To show the utility and effectiveness of integrating external bulk data, we compared LINGER to scNN, BulkNN and PCC. To evaluate the performance of trans-regulatory strength, we collected putative targets of TFs from chromatin immunoprecipitation followed by sequencing (ChIP–seq) data using a systematical standard (Methods) and, in total, obtained 20 data sets in blood cells as ground truth48 (Supplementary Table 1). For each ground truth, we calculated the area under the receiver operating characteristic curve (AUC) and the area under the precision–recall curve (AUPR) ratio (see Methods) by sliding the trans-regulatory predictions. Results show that scNN performs better than PCC and BulkNN. Compared to other methods, LINGER performs better, with a significantly higher AUC (Fig. 2b) and AUPR ratio (Fig. 2c) across all ground truth data.

To validate the cis-regulatory inference of LINGER, we calculated the consistency of the cis-regulatory coefficients with expression quantitative trait loci (eQTL) studies that link genotype variants to their TGs. We downloaded variant-gene links defined by eQTL in whole blood from GTEx49 and eQTLGen50 (Supplementary Table 2) as ground truth. As the distance between RE and TG is important for the prediction, we divided RE–TG pairs into different distance groups. LINGER achieved a higher AUC and AUPR ratio than scNN in all different distance groups in eQTLGen (Fig. 2d,e) as well as GTEx (Extended Data Fig. 1a,b). The above results show that LINGER improves the cis-regulatory and trans-regulatory strength inference by leveraging external data.

We next sought to investigate the dominant regulation for genes; that is, whether a gene is mainly regulated by cis-regulation or trans-regulation. To shed light on this question, we compared the average of cis-regulatory and trans-regulatory strength Shapley values by a two-sided unpaired t-test and performed Bonferroni P value correction. Our findings reveal that most genes exhibit no significant difference in cis-regulation and trans-regulation dominance. Specifically, 4.37% of genes are cis-regulation dominant, while 2.00% are trans-regulation dominant (Fig. 2f). To discern evolutionary distinctions between trans-dominant and cis-dominant genes, we compared their strength of selection using pLI, which is an estimate of the ‘probability of being loss of function intolerant’51. We observed that the percentage of selectively constrained genes with high pLI (>0.9) in the trans-dominant group was approximately three times higher than that in the cis-dominant group (Fig. 2g). A previous study found that disease-associated genes from GWAS were enriched in selectively constrained genes, while eQTL genes were depleted in selectively constrained genes52. These observations highlight the importance of the trans-regulatory network in understanding complex diseases. Functional enrichment analysis53 shows that the cis-regulatory dominant genes were significantly enriched in 38 GTEx aging signatures (Supplementary Table 3), which aligns with the conclusion that chromatin accessibility alterations occur in age-related macular degeneration54.
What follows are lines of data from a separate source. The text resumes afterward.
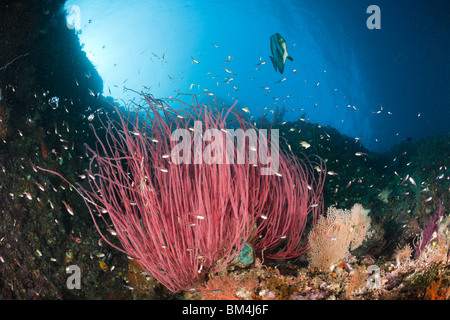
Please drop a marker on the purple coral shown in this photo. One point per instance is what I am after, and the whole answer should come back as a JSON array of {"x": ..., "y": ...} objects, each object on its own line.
[{"x": 428, "y": 231}]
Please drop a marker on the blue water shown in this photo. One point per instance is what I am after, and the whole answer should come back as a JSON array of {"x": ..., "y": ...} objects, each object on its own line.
[{"x": 381, "y": 85}]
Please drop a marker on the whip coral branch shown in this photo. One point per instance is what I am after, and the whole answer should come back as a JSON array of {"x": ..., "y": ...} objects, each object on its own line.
[{"x": 183, "y": 221}]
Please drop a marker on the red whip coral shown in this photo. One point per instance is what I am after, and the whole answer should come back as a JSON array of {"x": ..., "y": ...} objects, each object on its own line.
[{"x": 184, "y": 205}]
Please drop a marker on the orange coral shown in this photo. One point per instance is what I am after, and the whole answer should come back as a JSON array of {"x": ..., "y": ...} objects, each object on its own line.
[
  {"x": 433, "y": 291},
  {"x": 228, "y": 287}
]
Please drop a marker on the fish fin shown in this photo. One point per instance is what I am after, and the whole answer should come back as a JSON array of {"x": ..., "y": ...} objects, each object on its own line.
[{"x": 274, "y": 62}]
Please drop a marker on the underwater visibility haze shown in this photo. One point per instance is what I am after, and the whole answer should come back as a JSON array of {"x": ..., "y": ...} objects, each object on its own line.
[{"x": 357, "y": 92}]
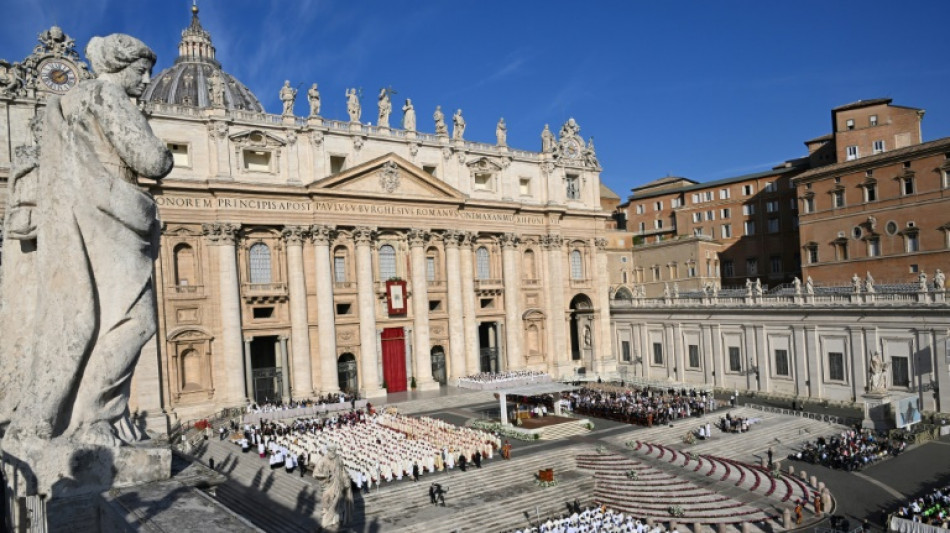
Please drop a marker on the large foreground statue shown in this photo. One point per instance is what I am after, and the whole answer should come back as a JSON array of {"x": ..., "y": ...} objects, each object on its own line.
[
  {"x": 78, "y": 301},
  {"x": 337, "y": 495}
]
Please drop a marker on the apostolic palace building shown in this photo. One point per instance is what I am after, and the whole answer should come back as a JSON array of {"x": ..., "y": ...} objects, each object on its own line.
[{"x": 301, "y": 254}]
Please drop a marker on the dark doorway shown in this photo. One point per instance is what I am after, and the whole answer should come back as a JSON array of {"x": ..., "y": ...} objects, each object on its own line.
[
  {"x": 266, "y": 374},
  {"x": 488, "y": 346},
  {"x": 438, "y": 364},
  {"x": 347, "y": 373},
  {"x": 393, "y": 342}
]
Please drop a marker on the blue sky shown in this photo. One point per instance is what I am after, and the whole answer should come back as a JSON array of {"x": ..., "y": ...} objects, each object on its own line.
[{"x": 706, "y": 90}]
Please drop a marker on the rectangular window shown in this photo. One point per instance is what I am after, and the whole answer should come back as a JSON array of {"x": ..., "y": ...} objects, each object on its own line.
[
  {"x": 339, "y": 269},
  {"x": 573, "y": 187},
  {"x": 781, "y": 363},
  {"x": 775, "y": 264},
  {"x": 810, "y": 204},
  {"x": 728, "y": 268},
  {"x": 752, "y": 266},
  {"x": 749, "y": 226},
  {"x": 913, "y": 242},
  {"x": 836, "y": 366},
  {"x": 179, "y": 154},
  {"x": 693, "y": 356},
  {"x": 257, "y": 161},
  {"x": 837, "y": 198},
  {"x": 735, "y": 359},
  {"x": 907, "y": 185},
  {"x": 337, "y": 163},
  {"x": 483, "y": 182},
  {"x": 900, "y": 372},
  {"x": 657, "y": 353}
]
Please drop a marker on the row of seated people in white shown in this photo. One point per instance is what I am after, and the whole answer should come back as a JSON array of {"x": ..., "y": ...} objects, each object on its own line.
[
  {"x": 387, "y": 446},
  {"x": 595, "y": 520},
  {"x": 512, "y": 375}
]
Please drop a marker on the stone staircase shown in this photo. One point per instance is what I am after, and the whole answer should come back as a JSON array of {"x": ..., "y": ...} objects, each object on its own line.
[{"x": 500, "y": 496}]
To gain an understanding of parameter sensitivity, we systematically evaluated the effects of TF–RE motif matching, cis-REs transcription start site (TSS) distance, activation function, number of nodes in hidden layers and metacell-generating method on the scNN. Note that the sigmoid activation function would not improve the gene expression prediction but would improve the GRN inference (Extended Data Fig. 2a). Using motif matching information by manifold regularization loss properly by setting the weight will improve the performance. Compared to 0, weight 0.01 improved the performance on 100% (Extended Data Fig. 2c) and 80% (Extended Data Fig. 2d) of ground truth data based on the AUC and AUPR ratio, respectively. The performance of weight 10 decreases compared to 0.01 (Extended Data Fig. 2c,d). To verify the robustness of our method to alternative metacell-generation approaches (see ‘PBMC 10× data’ in Methods), we used metacells generated by the SEACells as a substitute for our original metacells. There were no significant differences in the performance between SEACells metacells and our original metacells (two-sided paired t-test, P = 0.89; Extended Data Fig. 2e). Using REs within 1 Mb is the best across 200 kb, 500 kb, 1 Mb and 2 Mb (Extended Data Fig. 2f,g).
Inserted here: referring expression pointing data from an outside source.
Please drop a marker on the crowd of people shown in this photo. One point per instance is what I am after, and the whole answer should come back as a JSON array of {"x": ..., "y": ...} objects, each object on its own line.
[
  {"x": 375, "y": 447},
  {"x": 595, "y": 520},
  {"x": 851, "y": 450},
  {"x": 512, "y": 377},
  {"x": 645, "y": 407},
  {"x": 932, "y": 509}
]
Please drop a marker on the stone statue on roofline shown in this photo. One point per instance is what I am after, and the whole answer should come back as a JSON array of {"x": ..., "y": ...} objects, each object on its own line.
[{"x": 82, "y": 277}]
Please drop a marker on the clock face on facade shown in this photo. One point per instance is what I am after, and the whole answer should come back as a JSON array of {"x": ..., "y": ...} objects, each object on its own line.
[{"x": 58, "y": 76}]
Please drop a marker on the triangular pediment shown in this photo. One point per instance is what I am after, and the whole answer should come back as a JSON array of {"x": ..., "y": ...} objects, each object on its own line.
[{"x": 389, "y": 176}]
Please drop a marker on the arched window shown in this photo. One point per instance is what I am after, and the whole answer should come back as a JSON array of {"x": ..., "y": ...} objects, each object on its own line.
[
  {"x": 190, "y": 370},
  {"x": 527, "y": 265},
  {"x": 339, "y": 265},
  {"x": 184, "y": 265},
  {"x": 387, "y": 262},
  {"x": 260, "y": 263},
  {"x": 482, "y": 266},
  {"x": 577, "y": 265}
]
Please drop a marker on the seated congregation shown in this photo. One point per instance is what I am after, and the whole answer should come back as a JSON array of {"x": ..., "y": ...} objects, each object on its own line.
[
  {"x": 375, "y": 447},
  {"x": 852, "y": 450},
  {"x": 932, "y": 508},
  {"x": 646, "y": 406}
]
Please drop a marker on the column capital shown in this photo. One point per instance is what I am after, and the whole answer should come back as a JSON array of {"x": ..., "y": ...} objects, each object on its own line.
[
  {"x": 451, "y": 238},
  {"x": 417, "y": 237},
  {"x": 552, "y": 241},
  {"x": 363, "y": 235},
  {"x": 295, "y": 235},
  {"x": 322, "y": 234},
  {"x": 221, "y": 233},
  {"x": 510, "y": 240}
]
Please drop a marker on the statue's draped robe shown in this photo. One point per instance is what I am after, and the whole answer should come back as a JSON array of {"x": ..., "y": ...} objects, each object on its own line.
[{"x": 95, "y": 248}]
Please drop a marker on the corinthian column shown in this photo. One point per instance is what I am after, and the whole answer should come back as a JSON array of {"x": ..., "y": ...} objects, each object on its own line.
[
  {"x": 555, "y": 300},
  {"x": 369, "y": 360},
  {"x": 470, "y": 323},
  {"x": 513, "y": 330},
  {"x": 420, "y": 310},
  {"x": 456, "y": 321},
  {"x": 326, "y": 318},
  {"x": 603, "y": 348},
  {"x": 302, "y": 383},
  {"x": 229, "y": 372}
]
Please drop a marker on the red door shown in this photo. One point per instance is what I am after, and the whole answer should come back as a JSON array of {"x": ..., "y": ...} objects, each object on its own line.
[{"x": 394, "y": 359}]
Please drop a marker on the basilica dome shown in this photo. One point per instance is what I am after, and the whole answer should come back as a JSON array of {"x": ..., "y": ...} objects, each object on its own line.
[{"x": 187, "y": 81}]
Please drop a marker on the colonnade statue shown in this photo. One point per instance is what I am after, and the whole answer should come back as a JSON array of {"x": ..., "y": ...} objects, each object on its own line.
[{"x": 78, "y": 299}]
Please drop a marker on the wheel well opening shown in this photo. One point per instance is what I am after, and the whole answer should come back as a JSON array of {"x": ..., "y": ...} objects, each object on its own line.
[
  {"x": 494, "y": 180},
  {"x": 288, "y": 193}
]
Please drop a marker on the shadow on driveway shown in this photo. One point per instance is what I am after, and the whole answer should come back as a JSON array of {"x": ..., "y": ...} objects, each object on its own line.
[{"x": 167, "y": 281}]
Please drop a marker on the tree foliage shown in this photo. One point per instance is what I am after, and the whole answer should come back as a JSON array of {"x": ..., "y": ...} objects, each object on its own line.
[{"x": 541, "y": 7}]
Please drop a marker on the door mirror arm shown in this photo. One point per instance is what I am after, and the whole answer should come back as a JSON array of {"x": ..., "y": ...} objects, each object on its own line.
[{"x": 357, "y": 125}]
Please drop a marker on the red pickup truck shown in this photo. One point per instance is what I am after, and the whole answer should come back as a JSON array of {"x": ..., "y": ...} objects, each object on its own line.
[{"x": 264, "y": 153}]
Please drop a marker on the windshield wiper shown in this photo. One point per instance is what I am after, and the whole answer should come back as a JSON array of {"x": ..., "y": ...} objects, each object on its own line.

We evaluated LINGER’s capability for lifelong learning by leveraging additional data sources. We split the ENCODE data into two batches (ENCODE1, ENCODE2) and applied two rounds of pre-training, then trained on PBMCs single-cell multiome data (ENCODE1+ENCODE2+sc). We compared the results with those obtained by using one batch of ENCODE data as pre-training (ENCODE1+sc). Extended Data Fig. 2h shows that compared to single pre-training, the addition of the second round of pre-training improved the performance of TF–TG inference for 85.5% (17 out of 20) and 75% (15 out of 20) of ChIP–seq data based on the AUC and AUPR ratio, respectively. This validates LINGER’s capability for continuous refinement through incremental learning from diverse datasets.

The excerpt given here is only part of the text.